Взглянем на репертуарную афишу Театра сатиры. Вот фамилии современных драматургов: А. Штейн, А. Макаёнок, А. Арканов, Г. Горин, М. Рощин, С. Михалков, А. Гельман, С. Алешин. От каждого из этих драматургов В. Розов отгорожен временем, местом действия, бытовым материалом, поэтикой, эстетикой, языком, пафосом, всей драматургической системой. Может быть, М. Рощин ближе других В. Розову, но как раз не той пьесой, не "Ремонтом", что идет в Театре сатиры. А вот классика Театра сатиры - Мольер, Бомарше, Грибоедов, Гоголь, Маяковский, Булгаков. Разумеется, "все мы вышли из гоголевской шинели", но вот ушли по этим дорогам достаточно далеко и в разные стороны, так что генетически В. Розов не выводится ни из одного из этих драматургов, а ближайший к нам по времени- М. Булгаков - близок В. Розову не "фантастическим реализмом" своих "снов" из "Бега", а, скорее, домашним уютом "Турбиных". Так что непривычное, неожиданное появление В. Розова в контексте этой афиши доказывать не приводится.
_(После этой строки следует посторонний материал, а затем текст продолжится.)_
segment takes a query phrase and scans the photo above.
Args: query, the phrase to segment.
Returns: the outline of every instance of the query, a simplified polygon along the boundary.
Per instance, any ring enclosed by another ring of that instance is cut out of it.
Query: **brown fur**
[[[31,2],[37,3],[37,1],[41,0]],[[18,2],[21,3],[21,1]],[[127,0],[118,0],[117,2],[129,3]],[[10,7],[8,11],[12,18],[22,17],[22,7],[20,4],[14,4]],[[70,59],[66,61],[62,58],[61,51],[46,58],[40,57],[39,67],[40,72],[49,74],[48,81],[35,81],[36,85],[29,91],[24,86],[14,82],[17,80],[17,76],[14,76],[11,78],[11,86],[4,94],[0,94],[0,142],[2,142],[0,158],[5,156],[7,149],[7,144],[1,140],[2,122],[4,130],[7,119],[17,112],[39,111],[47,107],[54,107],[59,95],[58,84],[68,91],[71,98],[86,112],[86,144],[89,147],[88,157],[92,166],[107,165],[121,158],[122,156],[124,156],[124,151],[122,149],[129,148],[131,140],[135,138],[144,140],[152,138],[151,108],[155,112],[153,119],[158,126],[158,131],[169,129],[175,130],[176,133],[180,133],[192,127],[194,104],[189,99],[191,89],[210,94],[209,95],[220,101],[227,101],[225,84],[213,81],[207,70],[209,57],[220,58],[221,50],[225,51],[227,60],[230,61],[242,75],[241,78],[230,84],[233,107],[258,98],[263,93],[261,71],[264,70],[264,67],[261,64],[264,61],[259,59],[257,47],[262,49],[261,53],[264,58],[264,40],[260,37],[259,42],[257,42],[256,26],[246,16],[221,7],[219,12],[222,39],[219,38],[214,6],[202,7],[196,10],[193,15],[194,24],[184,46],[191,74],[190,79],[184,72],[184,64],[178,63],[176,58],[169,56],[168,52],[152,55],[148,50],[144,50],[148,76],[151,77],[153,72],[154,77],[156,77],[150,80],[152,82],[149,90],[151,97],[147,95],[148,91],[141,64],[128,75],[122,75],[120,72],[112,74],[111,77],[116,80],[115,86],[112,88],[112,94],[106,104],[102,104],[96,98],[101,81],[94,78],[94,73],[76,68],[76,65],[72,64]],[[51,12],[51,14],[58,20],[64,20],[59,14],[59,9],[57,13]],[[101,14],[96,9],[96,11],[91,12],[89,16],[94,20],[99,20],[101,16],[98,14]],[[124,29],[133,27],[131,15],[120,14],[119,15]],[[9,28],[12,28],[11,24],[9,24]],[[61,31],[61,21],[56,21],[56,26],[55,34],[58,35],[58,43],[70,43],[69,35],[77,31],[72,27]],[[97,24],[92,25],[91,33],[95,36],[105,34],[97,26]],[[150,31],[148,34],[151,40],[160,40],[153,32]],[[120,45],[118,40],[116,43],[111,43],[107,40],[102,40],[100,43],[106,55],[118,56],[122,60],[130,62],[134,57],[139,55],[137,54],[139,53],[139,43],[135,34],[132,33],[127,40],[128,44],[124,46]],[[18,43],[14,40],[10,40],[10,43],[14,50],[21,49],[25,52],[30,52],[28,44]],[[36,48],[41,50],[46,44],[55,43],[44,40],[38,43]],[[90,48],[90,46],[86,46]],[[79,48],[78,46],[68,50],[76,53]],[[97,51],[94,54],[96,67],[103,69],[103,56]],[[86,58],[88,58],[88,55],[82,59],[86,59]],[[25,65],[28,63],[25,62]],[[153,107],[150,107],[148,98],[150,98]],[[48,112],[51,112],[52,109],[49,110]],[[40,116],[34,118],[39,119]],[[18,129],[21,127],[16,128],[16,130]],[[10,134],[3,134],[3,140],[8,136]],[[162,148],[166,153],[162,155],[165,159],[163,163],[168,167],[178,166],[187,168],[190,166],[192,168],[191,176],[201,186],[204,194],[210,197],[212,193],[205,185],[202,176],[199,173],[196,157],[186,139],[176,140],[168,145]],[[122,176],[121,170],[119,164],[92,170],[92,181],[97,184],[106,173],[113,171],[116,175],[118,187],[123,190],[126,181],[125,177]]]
Но и для В. Плучека выбор пьесы В. Розова кажется странным. Основная заслуга В. Плучека, его основной вклад в развитие театра последней четверти века - расширение репертуарных рамок, расширение самого понимания сатиры, ее жанровой разновидности, сочетающей патетику и осмеяние, как бы возвращая слову его внутреннюю форму (от латинского satura - мешанина, смесь). В. Плучек с его тягой к гротеску, метафоре, долгие годы чуждавшийся психологизма, переводивший быт на язык острой театральности, никогда не соприкасался с той линией литературы, которой принадлежит В. Розов. Между тем слова И. Соловьевой, сказанные двадцать лет назад о В. Розове, справедливы и сейчас: "Драматургу было бы непривычно и неловко, если бы его вздумали ставить на новаторский лад. Перенести его пьесы на обнаженную сценическую площадку или в условные декорации, вероятно, вполне возможно, но это ни к чему". Отмечая любовь В. Розова к "житейским подробностям", И. Соловьева тогда же писала, что В. Розов - "автор "бытовой" и жить не мог бы без "бытовой" режиссуры. А поскольку В. Плучека по ведомству "бытовой режиссуры" никак не зачислишь, спектакль должен был либо провалиться, либо обнаружить "единство противоположностей". Как бы то ни было, сочетание имен В. Плучека и В. Розова представляло собой одну из интереснейших задач, а оба маститых художника неожиданно оказались дебютантами. Участвовать в решении этой загадки В. Плучек пригласил третьего дебютанта - одного из опытнейших московских театральных художников И. Сумбаташвили.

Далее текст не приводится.